After the raid, it was getting really dangerous down there. Every time there would be an action the cops would show up in draconian force, hundreds of them, with those scary little white hand cuff bracelets dangling. And when you saw the cavalry show up, the equestrian unit on horseback, you knew it was going to get ugly. I was trampled a couple of times and hey, I'm a senior citizen.

The NYPD unit,TARU would show up with little video cameras. The Technical Assistance Response Unit. It was their job to shoot actions when there would be arrests, to get their side of the story. But what they didn't count on, was every police action, they'd yell, "Cameras" and it was a shoot out. Them shooting us shooting them. Everybody trying to keep everybody honest.

The real unsung heros were the National Lawyers Guild, the NLG, with fluorescent green hats. When there was an arrest, they would rush in and yell, "What's your name?" everybody had the NLG phone number written on their arms with magic markers. They would come to where you were taken and follow you through the arraignment...for FREE! We all took care of each other in a magnificent way. We were all there for the same reason and we were bonded by this vision..."We are unstoppable, another world is possible."

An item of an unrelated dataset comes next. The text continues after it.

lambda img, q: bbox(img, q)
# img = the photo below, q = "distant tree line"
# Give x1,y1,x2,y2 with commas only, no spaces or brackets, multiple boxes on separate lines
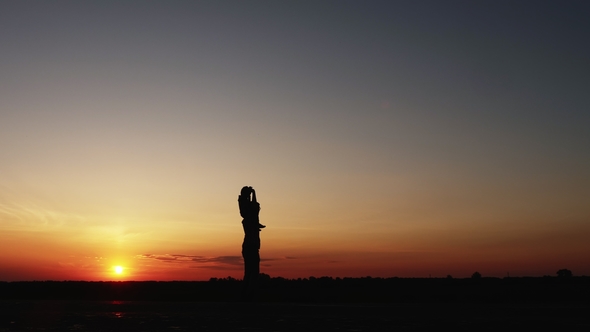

There have been a thousand unforgettable memories, a lifetime's worth. Demonstrating at David Koch's Southampton home where he was holding a $50K/plate fund raiser for Mitt Romney, they had a huge sign, "Mitt Romney Has A Koch Problem", the day Crosby and Nash showed up in Zuccotti Park, I waited an hour getting my camera just the right angle and when they came out, they faced the other direction! Being on the stage with Joan Baez was a keeper for this old folkie. #N17 where we marched over the Brooklyn Bridge and the bat signal was projected on the Verizon building and the court houses. It was delicious.

But I gotta say one of the best was, I got a tip off at midnight, it was December after the raid on Zuccotti Park, that Law & Order SVU had built a fake Zuccotti Park in Foley Square, when I got there, just a production assistant was guarding the set. It had a kitchen and a People's Library and signs and it was really elaborate. But the occupiers were NOT amused. They started arriving and, although I'm sure the producers would have thought differently, a good natured 'occupation' occurred. "We are a movement not a tv plot' was written on the signs.

So we were rascals and obstreperous at times, I'm sure some intended to get arrested and some by accident. I am proud to know them all, all my "OccuPals"... I was proud of every minute I spent at Occupy Wall Street. What I learned is that you can change the world by empowering the people. "Power to the People" John Lennon said, and wouldn't he be right on the front lines?

"Mic check! Mic check!" We changed the language, we changed the world... one hashtag at a time. On Martin Luther King's birthday two years ago, Patti Smith quoted her great song, which has become my anthem...

"And the people have the power, to redeem the work of fools." It's up to us.